The parcel, containing practical work by engineering students from Kilmuckridge community school in Co Wexford, was found last Thursday by a passer by in Ballymurray, 17 miles from Athlone, its intended destination. He handed it in to the post office in Roscommon town.
After an investigation, An Post's Dublin headquarters contacted the school principal, Mr Diarmuid O'Hanlon, who rang the Department. An Post then sent the package to the exams branch.
Last night, Mr O'Hanlon said he was "not satisfied" with the manner in which the parcel had made its way to Athlone.
"The Department has told me nothing. Questions will have to be answered on this", he said.

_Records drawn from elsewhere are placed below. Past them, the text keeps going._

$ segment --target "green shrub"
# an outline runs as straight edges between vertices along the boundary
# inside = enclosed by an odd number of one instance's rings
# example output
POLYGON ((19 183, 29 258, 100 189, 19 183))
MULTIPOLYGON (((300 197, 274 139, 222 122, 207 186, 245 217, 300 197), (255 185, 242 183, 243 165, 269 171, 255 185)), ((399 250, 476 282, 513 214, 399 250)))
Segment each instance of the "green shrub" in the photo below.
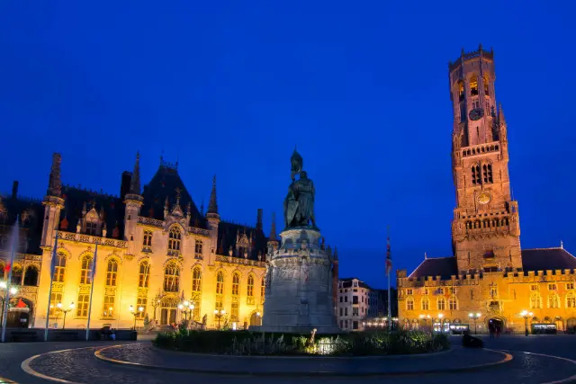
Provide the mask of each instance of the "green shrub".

The parcel was sent from the Kilmuckridge school on May 3rd using Iarnrod Eireann's Fastrack service. A local contractor brought it from the train station in Athlone to the Department's offices, where it was properly signed for, according to Iarnrod Eireann.
A Department spokesman was unable to confirm or deny this claim.
Practical work counts for 25 per cent of the work in the Leaving Certificate engineering exam.
Last night, the Minister, Ms Breathnach, reassured the school that the students' work had not been tampered with and would be examined in the normal way. For the first time, checks had been introduced for this year's Leaving Certificate which would reveal if students' results did not contain credit for all parts of the exam taken by them, she pointed out.
The latest loss is bound to prove a further embarrassment to the Department, coming after the fiasco over last year's Leaving Certificate art exam. On that occasion, work submitted by more than 50 students in 30 schools went missing, but the Department failed to notice.
With less than a month to go to this year's exams, the Minister has yet to publish the independent report from Price Waterhouse into the mistakes made last year. Ms Breathnach commissioned the report last January, but it publication has been delayed by legal concerns over its contents.